Insider Threat: The Domestic Cyber Terrorist
It is dangerously naive for business and government leaders to dismiss the risk of radicalized privileged users inside our critical industries.
Global intelligence agencies agree that adversaries of the United States are planning cyber campaigns designed to inflict lasting damage upon the nation's critical infrastructure, disrupt our economy, and spread societal chaos. Although many anticipate that these campaigns will be launched from abroad, this perspective is dangerously naive.
Having spent the past 20 years detecting insider malice, I have a message for our leaders: Anticipate that these attacks may not originate from the territories of rogue nation states or the enclaves of violent extremists, but from inside of the targeted organizations.
As evidenced by the tragedies of San Bernardino and Orlando, homegrown terrorism is now a grim reality. These attacks, as well as several others that have been disrupted in process, offer irrefutable proof that terrorist groups are now capable of what was previously unimaginable — the ability to radicalize American citizens to carry out attacks within the United States.
Once embedded within military installations, financial institutions, healthcare facilities, and the electrical grid, clandestine agents would be perfectly positioned to destroy, disable, and alter the processes deemed critical to our nation's infrastructure and internal security. What better way to achieve widespread impact than through a network of radicalized privileged users concurrently attacking the United States' energy, financial services, and healthcare industries? The aftermath of such an attack could be catastrophic.

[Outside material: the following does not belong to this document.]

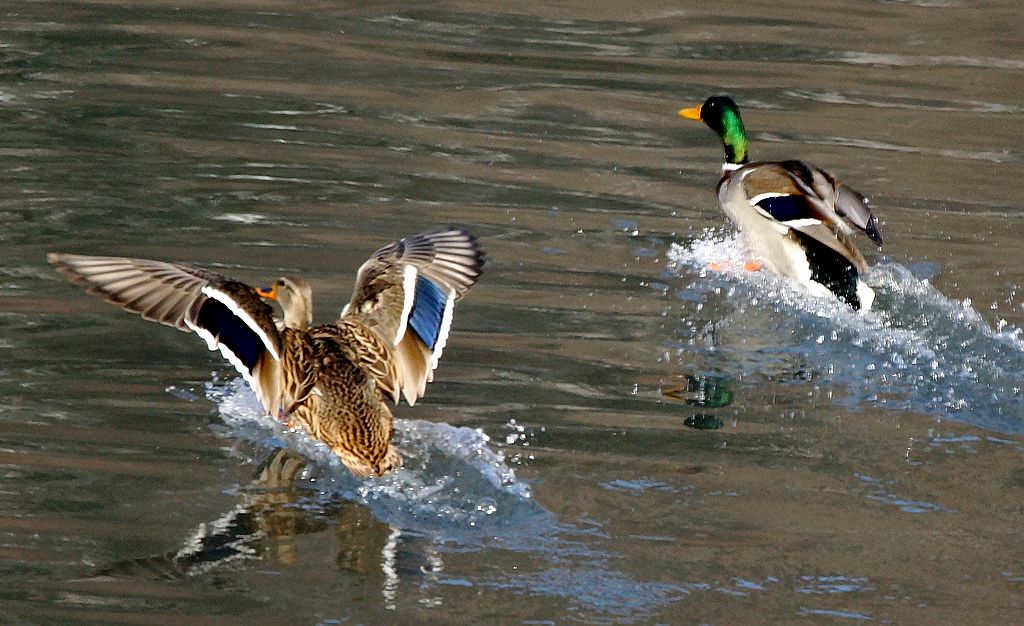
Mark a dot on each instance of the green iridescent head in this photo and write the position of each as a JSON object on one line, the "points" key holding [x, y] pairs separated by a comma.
{"points": [[722, 115]]}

Should industry and government leaders dismiss this threat as doomsday fiction, they do so at their peril. Rather than question the possibility of such a scenario, executives should begin mobilizing to mitigate this threat through the implementation of more robust pre-employment screening and comprehensive, real-time monitoring of government and corporate networks.

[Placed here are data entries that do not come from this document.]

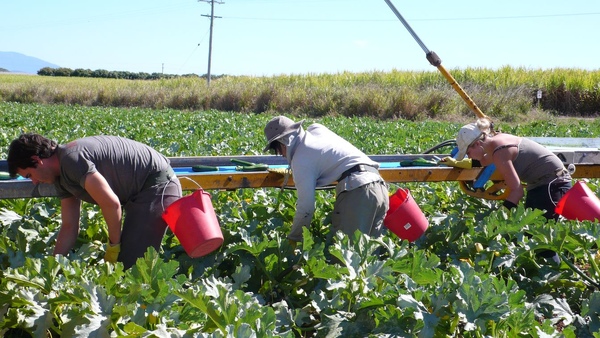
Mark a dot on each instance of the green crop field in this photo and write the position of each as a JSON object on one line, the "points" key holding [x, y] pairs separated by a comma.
{"points": [[474, 273]]}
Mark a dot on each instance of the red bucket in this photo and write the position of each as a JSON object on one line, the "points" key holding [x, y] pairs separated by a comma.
{"points": [[579, 203], [194, 222], [405, 218]]}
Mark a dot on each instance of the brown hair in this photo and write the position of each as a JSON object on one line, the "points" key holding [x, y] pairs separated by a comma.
{"points": [[23, 148]]}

In many instances, those in the radicalization process engage multiple social media platforms in the run-up to an attack. Accordingly, employers should analyze the social media accounts of any individual under consideration for a sensitive IT role to identify potential threat indicators.
Further, human resource departments should make direct contact with an applicant's former employers and co-workers to determine whether they had ever exhibited behaviors that may represent a future risk. All employees with access to an organization's technology infrastructure should undergo a criminal history check to determine whether any form of violent propensity exists. It is critical that prior to querying former employers, management obtain written consent from each applicant.
Additionally, all organizations should perform real-time monitoring of network activity, with an increased emphasis on those with privileged user authority. Employers can and should implement monitoring programs for the purpose of timely detecting employee interest in extremist activities, the installation of unauthorized software, and anomalous network behavior. A vast array of automated tools provide management with the ability to detect predefined, anomalous events and generate real-time alerts. Again, while system monitoring is legally permissible, management should obtain written acknowledgment, from all employees, that they understand that such oversight may be performed.
During the recent election, a campaign of sophisticated and unprecedented cyber aggression threatened to undermine the very foundation of our democracy. This experience should serve as a call to action. It is tempting to look towards our borders for terrorist threats, but we must also look inward when assessing cyber risk. Although comprehensive applicant screening and continuous system monitoring will require additional resources and financial commitment, public and private sector leaders must consider that the threat from within has now rendered the previously unthinkable to be a likely eventuality.